Rather than my usual idea-laden post, I will only dip my toes into the deep waters for a second, but, touch the rest of the time on a little "life as it is today". The past two weeks have really been a blur. No, this isn't just the busyness that has come about because of introducing hospice, beginning (again) to work from home full time, and, school starting up. Those things are all grounds enough to keep us on our toes. But, as a part of trying to find that seemingly mystical line between medicated-but-functional and nacroleptic-but-at-my-desk I have really been going back and forth on my medications a lot and it has messed up my sense of time a good bit.

The main medication I use for pain management is something called dilaudid. As I learned recently, it's basically opium. Now, I am not a fan of the opiods because I think, with me, addiction could be a real, potential issue. I was reminded of this the other day. I had been scheduled to get (and been getting delayed from) a transfusion. Monday was labs, and, it was late Wednesday afternoon before all the confusion (or incompentence on one person's part) had been resolved. As I got ready to leave and drive down--it takes about 30 minutes in decent traffic to get to what we call big Baylor downtown from the house--I felt okay. Within 5 minutes of leaving the house one of these fits I had been having where I literally get so tired I canno keep my eyes open kicked in. After stopping to get something to eat I debated on whether to tempt fate and drive in spite of my condition. Thankfully, what two firing brain cells I had still working fired and I called Kerri to see if she could drive me down.

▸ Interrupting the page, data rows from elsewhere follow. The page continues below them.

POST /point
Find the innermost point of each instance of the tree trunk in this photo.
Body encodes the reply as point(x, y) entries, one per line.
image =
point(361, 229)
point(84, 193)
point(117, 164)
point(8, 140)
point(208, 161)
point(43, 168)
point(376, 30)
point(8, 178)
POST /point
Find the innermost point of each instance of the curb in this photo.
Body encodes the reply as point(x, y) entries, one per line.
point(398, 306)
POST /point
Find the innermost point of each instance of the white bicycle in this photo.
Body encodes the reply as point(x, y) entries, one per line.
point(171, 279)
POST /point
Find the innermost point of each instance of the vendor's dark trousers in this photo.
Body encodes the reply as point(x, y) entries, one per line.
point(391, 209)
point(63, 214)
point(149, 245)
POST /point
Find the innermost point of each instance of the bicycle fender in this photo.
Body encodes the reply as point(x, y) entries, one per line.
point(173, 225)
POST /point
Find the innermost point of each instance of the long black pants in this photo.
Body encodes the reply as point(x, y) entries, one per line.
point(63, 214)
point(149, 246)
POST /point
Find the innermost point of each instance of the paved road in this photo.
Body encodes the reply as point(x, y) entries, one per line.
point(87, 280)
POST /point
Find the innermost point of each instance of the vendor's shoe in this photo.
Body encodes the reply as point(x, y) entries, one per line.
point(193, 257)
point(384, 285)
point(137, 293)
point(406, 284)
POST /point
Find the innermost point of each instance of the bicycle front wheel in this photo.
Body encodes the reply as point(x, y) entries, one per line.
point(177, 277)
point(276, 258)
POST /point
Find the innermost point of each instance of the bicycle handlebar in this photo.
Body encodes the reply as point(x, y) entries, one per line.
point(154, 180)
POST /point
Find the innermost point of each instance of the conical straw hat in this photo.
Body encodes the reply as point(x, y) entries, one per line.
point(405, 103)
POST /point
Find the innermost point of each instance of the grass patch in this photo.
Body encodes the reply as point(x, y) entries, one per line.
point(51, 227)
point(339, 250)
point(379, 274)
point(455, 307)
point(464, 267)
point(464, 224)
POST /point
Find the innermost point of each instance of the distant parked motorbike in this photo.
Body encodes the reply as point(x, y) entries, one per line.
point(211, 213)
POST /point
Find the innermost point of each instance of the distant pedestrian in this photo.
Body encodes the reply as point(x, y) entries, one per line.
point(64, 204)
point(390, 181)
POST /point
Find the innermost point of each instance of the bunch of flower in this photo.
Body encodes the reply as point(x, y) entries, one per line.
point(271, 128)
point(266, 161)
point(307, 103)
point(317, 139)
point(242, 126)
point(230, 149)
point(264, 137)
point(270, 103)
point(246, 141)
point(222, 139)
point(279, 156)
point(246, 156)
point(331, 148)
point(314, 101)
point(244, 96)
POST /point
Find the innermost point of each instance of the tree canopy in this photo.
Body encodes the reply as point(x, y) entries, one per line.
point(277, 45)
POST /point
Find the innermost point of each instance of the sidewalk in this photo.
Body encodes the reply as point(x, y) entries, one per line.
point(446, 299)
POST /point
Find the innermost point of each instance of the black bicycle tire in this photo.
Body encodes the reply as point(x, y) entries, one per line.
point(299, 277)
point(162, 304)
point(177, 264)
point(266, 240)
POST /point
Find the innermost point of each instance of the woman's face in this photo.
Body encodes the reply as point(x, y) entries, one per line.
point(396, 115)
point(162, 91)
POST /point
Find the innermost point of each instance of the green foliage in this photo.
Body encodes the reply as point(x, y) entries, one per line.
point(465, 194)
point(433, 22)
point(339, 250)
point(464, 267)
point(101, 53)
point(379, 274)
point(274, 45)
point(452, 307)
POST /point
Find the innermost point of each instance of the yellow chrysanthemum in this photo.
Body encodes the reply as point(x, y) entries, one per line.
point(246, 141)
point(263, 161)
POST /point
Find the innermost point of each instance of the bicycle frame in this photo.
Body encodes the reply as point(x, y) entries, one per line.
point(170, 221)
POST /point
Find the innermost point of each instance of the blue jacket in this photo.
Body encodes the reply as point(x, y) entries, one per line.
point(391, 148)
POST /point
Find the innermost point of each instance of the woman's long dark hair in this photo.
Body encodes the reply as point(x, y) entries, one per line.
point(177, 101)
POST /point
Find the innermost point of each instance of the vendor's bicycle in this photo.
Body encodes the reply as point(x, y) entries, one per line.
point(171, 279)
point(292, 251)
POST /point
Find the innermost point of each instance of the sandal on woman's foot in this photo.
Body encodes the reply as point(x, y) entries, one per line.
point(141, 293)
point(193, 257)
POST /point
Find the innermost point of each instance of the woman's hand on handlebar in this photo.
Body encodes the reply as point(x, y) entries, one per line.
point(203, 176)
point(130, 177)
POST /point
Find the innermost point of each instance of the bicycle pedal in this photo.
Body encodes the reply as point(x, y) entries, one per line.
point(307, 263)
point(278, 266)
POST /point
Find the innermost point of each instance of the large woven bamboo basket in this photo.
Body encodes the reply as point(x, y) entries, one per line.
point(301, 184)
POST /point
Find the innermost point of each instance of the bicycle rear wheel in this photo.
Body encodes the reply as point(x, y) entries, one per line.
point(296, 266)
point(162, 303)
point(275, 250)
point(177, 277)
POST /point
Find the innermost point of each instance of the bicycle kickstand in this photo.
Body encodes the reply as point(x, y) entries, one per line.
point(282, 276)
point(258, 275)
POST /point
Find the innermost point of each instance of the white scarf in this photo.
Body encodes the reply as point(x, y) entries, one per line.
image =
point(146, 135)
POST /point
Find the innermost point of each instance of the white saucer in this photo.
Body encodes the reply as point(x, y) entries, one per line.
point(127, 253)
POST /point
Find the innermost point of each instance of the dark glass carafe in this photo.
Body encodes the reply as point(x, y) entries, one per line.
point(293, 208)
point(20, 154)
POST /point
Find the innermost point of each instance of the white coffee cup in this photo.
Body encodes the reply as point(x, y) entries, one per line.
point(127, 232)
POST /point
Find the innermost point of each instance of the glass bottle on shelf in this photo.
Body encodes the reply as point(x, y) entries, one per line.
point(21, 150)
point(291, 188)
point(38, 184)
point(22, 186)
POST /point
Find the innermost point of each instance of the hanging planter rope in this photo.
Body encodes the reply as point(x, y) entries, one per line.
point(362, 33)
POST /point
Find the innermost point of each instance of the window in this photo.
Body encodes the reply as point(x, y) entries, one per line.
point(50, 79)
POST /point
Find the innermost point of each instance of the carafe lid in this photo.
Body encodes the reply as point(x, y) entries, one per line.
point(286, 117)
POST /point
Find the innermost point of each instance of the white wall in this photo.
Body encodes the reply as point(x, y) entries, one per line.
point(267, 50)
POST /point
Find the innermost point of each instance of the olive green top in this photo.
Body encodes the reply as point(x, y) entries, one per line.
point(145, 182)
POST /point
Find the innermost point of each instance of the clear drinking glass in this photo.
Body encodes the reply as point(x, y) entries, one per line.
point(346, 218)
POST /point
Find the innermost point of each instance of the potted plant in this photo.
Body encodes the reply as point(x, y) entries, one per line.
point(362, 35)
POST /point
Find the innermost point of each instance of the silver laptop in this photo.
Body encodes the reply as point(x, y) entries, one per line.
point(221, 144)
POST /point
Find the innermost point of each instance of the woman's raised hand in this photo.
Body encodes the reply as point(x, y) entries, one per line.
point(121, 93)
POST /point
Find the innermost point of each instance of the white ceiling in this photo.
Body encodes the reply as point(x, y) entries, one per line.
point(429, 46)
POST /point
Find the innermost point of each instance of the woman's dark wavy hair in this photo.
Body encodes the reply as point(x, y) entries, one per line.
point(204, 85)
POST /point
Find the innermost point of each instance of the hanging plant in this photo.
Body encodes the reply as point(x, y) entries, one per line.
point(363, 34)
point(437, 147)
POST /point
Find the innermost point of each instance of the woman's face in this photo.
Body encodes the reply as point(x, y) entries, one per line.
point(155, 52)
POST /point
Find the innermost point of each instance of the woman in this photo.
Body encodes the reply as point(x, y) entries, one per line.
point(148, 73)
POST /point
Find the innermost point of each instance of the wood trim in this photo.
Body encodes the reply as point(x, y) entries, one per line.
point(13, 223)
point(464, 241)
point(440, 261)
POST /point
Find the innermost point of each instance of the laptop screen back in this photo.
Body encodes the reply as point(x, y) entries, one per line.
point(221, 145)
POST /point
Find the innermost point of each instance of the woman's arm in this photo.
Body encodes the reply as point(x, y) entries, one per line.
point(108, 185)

After picking me up we left. I threw up in the car, which I never do, unless I'm sick (very, very rare) or on chemo (which I have been off of for almost 11 months now). Either way, something else was going on. When we got there I started to feel better, but, in general, I felt horrible, couldn't keep my eyes open, was literally falling asleep at the keyboard. Just, nothing good. I was really worried my disease was progressing A LOT faster than everyone thought. And, then it hit me, the sweats, the bouts of fatigue, the out of it sensation.  Ah, the dilaudid. I had been incrementally uping the doses. I was drugging myself to sleep. So, I vowed not to take any more. Voila, the next day, I was an achy dude, but, only got a little tired in the morning...which, with as much drugs as I had been taking, would not have surprised me. I seem to get tiny packets of this stuff stored in fat reserves, and, I'll hit one of these and basically, I'm dosed up again without actually having had taken any medication. Yay, the funs of drugs and daily life.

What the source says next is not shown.